Andare a lavoro in treno non mi crea fastidio; non mi da fastidio che solo nel ventennio fascista i treni arrivassero in orario; non mi da fastidio viaggiare con topi e scarafaggi ed insetti vari, infondo sono di compagnia e poi neppure loro vorrebbero star lì; non mi da fastidio il dover prendere un treno che è più lento solo di quelli che si vedono nei vecchi film western; non da fastidio neppure il calore soffocante che si viene a creare dopo qualche secondo di viaggio e neppure che i nostri biglietti non bastano per l’acquisto di un condizionatore ma sono sufficienti per sigillare ermeticamente ogni finestrino; non mi da fastidio di viaggiare in un spazio talmente angusto che persino un topo troverebbe stretto e neppure il dover essere pressato, spalle alla porta della toilette (che non funziona).Nessuna di queste cose mi reca fastidio, infondo dopo aver vissuto vent’anni e più come meridionale e per di più come napoletano sono abituato a come ben più gravi.

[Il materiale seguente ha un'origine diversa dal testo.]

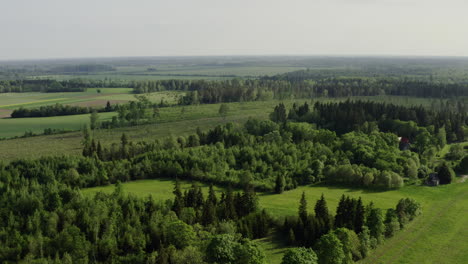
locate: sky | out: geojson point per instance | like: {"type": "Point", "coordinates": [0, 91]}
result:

Una sola cosa trovo fastidiosa nel fare il pendolare (benché i miei natali siano sinonimo di espansività e di chiacchiericcio) trovo estremamente snervante tutte le ciarle che tuo malgrado devi sopportare per l’intera durata del viaggio. Dopo qualche minuto passato ad ascoltare le solite ciarlatane mi verrebbe voglia di afferrare una di quelle brave ed oneste donne (ma anche parecchi uomini, non voglio fare disparità sessuali) e affogarle con l’acqua del cesso… poi ricordo che sono rotti è mi deprimo. Allora preso dalla disperazione decido di tentare il suicidio gettandomi dal treno in corsa… ma una clamorosa testata mi rammenta che i finestrini sono impossibili da aprire. Oramai preda della depressione dello sconforto tento, per distrarmi, di intavolare una conversazione genuina con ratti e scarafaggi; ma non sono proprio “conversatori platonici”.Così tra lo squittire dei ratti rimasi lì seduto immobile certo oramai di non trovare salvezza alcuna, quando all’improvviso un soffio di vento mi colpi il viso: la mia fermata! Mi feci largo fra la gente tirando calci agli stinchi e gomitate agli sterni, scavando in quella massa di carne flacida che mi ostruiva la strada come un minatore peruviano e… finalmente la vedo, l’uscita è lì, ci sono quasi, eccola… ero quasi arrivato all’uscita di quel ventre malato quando un’ennesima testata mi fece capire che sarei sceso alla prossima.